A recent inscription survey conducted in Romania shows that 66% of citizens believe that communist dictator Nicolae Ceausescu was a good leader. They are “catastrophic percentages that mythologize life in communism,” the specialists explained.
- Coincidence makes, in Chisinau, people can see, in the center of the city, two of the animal wagons from which the Communists deported Moldovans to Siberia, whether they were Romanians, Jews, Tatars, Roma and other ethnicities.
- Hotnews filmed the times when today's women and men discover how they were treated in the communist regime their ancestors. The faces of these people, then and those now, mirror what words cannot express.
The exhibition “State terror in Soviet Moldova”, dedicated to the 1949 Stalinist deportations, settled in July 2025, right in the middle of Chisinau.
Two wagons were brought in which, 76 years ago, the Communists transported over 35,000 Bessarabians to Siberia and Kazakstan.
The Russian Federation Embassy protested
In 2023, when the exhibition was brought to the center of Chisinau for the first time, the Embassy of the Russian Federation in the Republic of Moldova was declared revolted by its organization.
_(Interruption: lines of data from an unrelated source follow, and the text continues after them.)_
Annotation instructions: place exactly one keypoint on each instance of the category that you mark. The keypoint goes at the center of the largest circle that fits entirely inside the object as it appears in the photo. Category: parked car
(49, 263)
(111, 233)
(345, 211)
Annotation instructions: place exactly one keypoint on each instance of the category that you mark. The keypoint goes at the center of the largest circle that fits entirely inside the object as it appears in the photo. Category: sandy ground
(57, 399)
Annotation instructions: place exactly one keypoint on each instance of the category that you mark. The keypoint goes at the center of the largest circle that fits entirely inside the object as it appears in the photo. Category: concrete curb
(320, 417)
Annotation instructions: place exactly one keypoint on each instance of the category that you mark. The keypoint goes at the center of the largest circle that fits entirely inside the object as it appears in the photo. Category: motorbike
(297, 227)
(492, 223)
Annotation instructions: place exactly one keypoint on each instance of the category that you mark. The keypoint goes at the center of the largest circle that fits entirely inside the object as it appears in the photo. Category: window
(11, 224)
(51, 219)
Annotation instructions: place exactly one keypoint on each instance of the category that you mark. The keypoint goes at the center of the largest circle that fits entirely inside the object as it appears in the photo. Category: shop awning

In a press release, the embassy mentioned that the message of the actions is the intentional incitement to hatred towards Russia and everything that is Russian. In reply, the Ministry of Foreign Affairs and European Integration in Chisinau then asked the Russian authorities to refrain from interference in the internal affairs of the Republic of Moldova, “including in church issues and related to our history”
On the steps of the Chisinau Parliament
On Sunday, July 20, during the exhibition, the documentary film “Siberia from Bones” gathered hundreds of visitors, in the square of the Parliament in Chisinau, near the exhibition. The film was directed by Leontina Vatamanu, whose mother, Elena, was among the deported Moldovans.
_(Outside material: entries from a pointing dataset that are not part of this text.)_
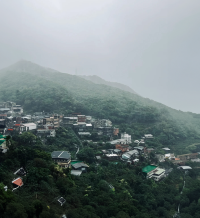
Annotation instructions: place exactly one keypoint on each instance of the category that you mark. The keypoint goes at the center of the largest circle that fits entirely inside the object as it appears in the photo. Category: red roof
(18, 182)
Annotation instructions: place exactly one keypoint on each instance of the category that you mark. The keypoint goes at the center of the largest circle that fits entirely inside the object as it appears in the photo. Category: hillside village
(121, 146)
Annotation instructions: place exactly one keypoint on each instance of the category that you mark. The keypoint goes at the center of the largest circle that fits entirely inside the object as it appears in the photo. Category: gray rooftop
(61, 154)
(78, 165)
(76, 172)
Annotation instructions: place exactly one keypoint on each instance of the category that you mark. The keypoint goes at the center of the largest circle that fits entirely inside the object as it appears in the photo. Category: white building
(128, 155)
(158, 174)
(148, 136)
(28, 126)
(126, 137)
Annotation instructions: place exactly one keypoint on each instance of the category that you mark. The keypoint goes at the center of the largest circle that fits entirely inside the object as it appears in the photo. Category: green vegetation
(90, 195)
(42, 89)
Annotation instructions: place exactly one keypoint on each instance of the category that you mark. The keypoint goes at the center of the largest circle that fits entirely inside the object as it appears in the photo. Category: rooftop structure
(76, 172)
(61, 200)
(184, 167)
(166, 149)
(148, 136)
(149, 168)
(20, 172)
(60, 155)
(126, 137)
(17, 183)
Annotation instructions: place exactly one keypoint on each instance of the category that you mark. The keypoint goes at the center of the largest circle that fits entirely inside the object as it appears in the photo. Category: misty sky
(151, 45)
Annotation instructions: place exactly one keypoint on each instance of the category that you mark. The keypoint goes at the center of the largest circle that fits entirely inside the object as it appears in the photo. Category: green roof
(74, 162)
(148, 168)
(2, 141)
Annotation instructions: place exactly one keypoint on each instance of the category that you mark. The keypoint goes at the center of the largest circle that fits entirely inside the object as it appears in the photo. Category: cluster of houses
(45, 124)
(125, 150)
(41, 124)
(84, 125)
(63, 159)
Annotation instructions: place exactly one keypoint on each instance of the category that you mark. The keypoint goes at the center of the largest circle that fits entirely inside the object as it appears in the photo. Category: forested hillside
(89, 196)
(98, 80)
(38, 88)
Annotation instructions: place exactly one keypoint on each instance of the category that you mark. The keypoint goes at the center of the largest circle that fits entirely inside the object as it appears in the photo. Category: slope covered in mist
(38, 88)
(98, 80)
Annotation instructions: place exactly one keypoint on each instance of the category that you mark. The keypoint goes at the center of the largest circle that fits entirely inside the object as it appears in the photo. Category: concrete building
(185, 157)
(154, 172)
(126, 137)
(62, 158)
(130, 155)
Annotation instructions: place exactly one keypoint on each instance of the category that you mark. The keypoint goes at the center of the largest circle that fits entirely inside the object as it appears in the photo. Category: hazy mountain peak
(99, 80)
The heroes of the film spoke about how they were awakened, threatened with weapons, humiliated, hit, pushed into trucks and then in cattle wagons, as they lived in Siberia and how, returning to their villages after Stalin's death, they mentioned anything.
The film's projection was outdoors.
Night of 5 to 6 July 1949
76 years ago, on the night of July 5 to 6, 1949, the Soviet regime organized the largest mass deportation action on the current territory of the Republic of Moldova. In wagons similar to those located these days in the Great National Assembly Square, 35,796 people were forced, of which 11,889 were children.
This year, the exhibition can be visited daily, between 09:00 and 21:00. Also, within the exhibition there will be projections of films and shows dedicated to the memory of the victims of deportations.
The exhibition can be visited until July 27.